I think most organizations do too little recruiting, not working hard enough to find the right people who can really drive results.
But occasionally I see a company who is doing too much recruiting. There are simply times when more recruiting has the potential to make an underlying problem much, much worse for you.
Here are a few situations that are not improved by more recruiting:
When you have a turnover problem, more recruiting can feel like a decent short-term solution. Out with the bad (apples), in with the new (people). Things will be better with fresh new people right? But when you are in your second or third round of "out with the bad apples" - the problem you have will not be solved by more recruiting. If you have repeated cycles of turnover, it's time to look at how you select people, manage performance, compensate and retain top performers. Until you solve the underlying turnover problem, more recruiting will just create more ex-employees in your future, and they will be warning good people to stay away from you. (ReadWhat Drives Employee Turnover.)

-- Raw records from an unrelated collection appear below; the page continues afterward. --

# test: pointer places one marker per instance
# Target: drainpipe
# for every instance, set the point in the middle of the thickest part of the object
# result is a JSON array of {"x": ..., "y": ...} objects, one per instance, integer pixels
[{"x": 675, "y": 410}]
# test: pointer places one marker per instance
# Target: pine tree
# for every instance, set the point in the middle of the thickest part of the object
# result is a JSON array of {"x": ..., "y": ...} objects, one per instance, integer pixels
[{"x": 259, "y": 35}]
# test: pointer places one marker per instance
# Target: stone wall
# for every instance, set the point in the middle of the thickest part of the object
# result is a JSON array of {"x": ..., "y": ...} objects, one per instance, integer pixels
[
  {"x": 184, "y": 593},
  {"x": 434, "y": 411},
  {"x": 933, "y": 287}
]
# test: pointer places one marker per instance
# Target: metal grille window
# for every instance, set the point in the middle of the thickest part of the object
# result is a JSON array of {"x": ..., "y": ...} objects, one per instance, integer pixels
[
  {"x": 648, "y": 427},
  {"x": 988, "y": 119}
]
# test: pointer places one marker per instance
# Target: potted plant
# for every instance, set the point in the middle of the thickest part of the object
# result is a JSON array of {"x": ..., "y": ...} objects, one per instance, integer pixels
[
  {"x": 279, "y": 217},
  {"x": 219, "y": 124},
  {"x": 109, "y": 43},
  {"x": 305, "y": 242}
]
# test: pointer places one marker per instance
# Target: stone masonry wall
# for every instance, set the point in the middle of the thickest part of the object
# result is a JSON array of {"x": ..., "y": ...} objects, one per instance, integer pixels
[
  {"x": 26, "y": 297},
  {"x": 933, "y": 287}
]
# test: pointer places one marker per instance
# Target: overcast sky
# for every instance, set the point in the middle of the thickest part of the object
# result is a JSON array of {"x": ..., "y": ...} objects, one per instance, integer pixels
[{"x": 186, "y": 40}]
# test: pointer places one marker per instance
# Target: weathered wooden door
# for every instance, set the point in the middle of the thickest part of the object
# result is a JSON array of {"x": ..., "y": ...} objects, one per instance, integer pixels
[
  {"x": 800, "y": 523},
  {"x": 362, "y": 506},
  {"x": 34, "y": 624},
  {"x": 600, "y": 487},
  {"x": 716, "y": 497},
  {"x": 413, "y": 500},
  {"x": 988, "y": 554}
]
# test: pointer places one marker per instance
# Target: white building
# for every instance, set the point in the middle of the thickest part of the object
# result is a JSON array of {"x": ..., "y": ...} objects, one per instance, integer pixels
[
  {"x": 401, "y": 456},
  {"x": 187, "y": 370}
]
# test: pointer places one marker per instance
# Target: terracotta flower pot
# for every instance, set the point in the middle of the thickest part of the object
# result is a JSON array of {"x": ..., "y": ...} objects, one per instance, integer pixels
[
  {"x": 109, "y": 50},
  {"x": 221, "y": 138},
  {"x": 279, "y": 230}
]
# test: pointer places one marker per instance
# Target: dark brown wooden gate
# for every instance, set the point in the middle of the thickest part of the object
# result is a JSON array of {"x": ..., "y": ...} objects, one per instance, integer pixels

If you are finding that all the new people you want to hire are more expensive than your current employees, more recruiting is not going to help. Instead of recruiting, you need to be looking at what you are paying your current people, or they will be soon looking ... for work elsewhere. (Read How to Set Salary for a New Hire; Think Like a Compensation Pro.)

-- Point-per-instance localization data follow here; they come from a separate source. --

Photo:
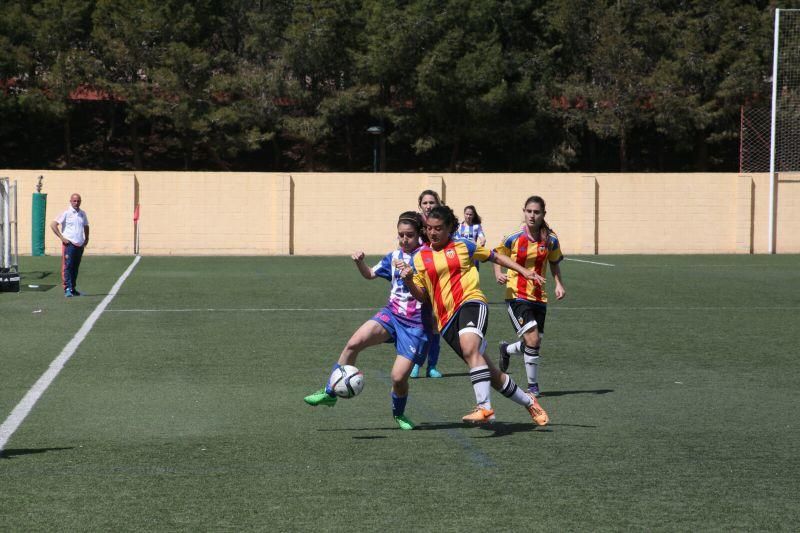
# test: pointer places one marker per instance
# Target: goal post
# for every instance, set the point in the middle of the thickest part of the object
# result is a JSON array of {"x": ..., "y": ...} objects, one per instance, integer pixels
[
  {"x": 9, "y": 258},
  {"x": 784, "y": 152}
]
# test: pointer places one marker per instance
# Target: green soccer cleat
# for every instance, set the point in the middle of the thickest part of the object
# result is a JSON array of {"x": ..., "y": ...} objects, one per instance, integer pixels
[
  {"x": 404, "y": 422},
  {"x": 320, "y": 398},
  {"x": 433, "y": 372}
]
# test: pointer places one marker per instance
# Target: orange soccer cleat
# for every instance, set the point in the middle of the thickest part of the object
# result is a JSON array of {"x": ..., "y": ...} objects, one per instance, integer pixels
[
  {"x": 479, "y": 415},
  {"x": 538, "y": 414}
]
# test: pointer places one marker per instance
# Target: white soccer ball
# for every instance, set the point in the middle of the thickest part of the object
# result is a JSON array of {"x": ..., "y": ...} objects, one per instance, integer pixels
[{"x": 347, "y": 381}]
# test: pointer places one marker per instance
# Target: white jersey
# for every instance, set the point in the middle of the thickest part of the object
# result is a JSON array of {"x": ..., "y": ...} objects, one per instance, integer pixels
[
  {"x": 470, "y": 232},
  {"x": 72, "y": 224},
  {"x": 401, "y": 303}
]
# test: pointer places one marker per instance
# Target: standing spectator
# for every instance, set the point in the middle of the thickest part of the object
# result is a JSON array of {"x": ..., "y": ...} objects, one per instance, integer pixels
[
  {"x": 444, "y": 275},
  {"x": 428, "y": 199},
  {"x": 534, "y": 246},
  {"x": 471, "y": 228},
  {"x": 72, "y": 227}
]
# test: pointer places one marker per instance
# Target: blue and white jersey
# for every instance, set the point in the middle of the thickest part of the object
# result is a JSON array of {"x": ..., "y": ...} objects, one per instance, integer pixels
[
  {"x": 401, "y": 303},
  {"x": 470, "y": 232}
]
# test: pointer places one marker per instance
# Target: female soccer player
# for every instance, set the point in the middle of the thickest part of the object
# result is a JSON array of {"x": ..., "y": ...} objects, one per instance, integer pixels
[
  {"x": 471, "y": 228},
  {"x": 534, "y": 246},
  {"x": 444, "y": 274},
  {"x": 427, "y": 200},
  {"x": 400, "y": 322}
]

If you are recruiting from a small pool of candidates, and have tried using two or three different contingency staffing firms to find "good people" but have been unsuccessful - if you have not yet found anyone "worth paying a fee for" - the problem you have cannot be solved by more recruiting. You may have unrealistic expectations about the kind of candidates who are attracted to your firm, or perhaps you are expecting too many skills for too low a salary, or perhaps your selection process is picking the wrong people. Either way, adding yet another search firm to the mix is a dicey proposition. Think about it, your already limited pool of potential future employees has now been contacted by people from two or three different search firms to "pitch" your opportunity. To the candidates (your potential future employees) it smacks of disorganization, it smells desperate, and from this point on, every single contact made with every single candidate further lowers their opinion of you. If you continue recruiting, soon nobody will want to interview with you, and your own employees will begin to wonder if they are mistaken for staying with you. And to make matters much worse, think about all those search firms you engaged but did not pay a fee to? They will begin to find you more attractive as a recruiting target than as a potential client. (Read Who's That Driving Around in Your Employment Brand?)
Yeah, sometimes more recruiting is just not the answer to a staffing problem.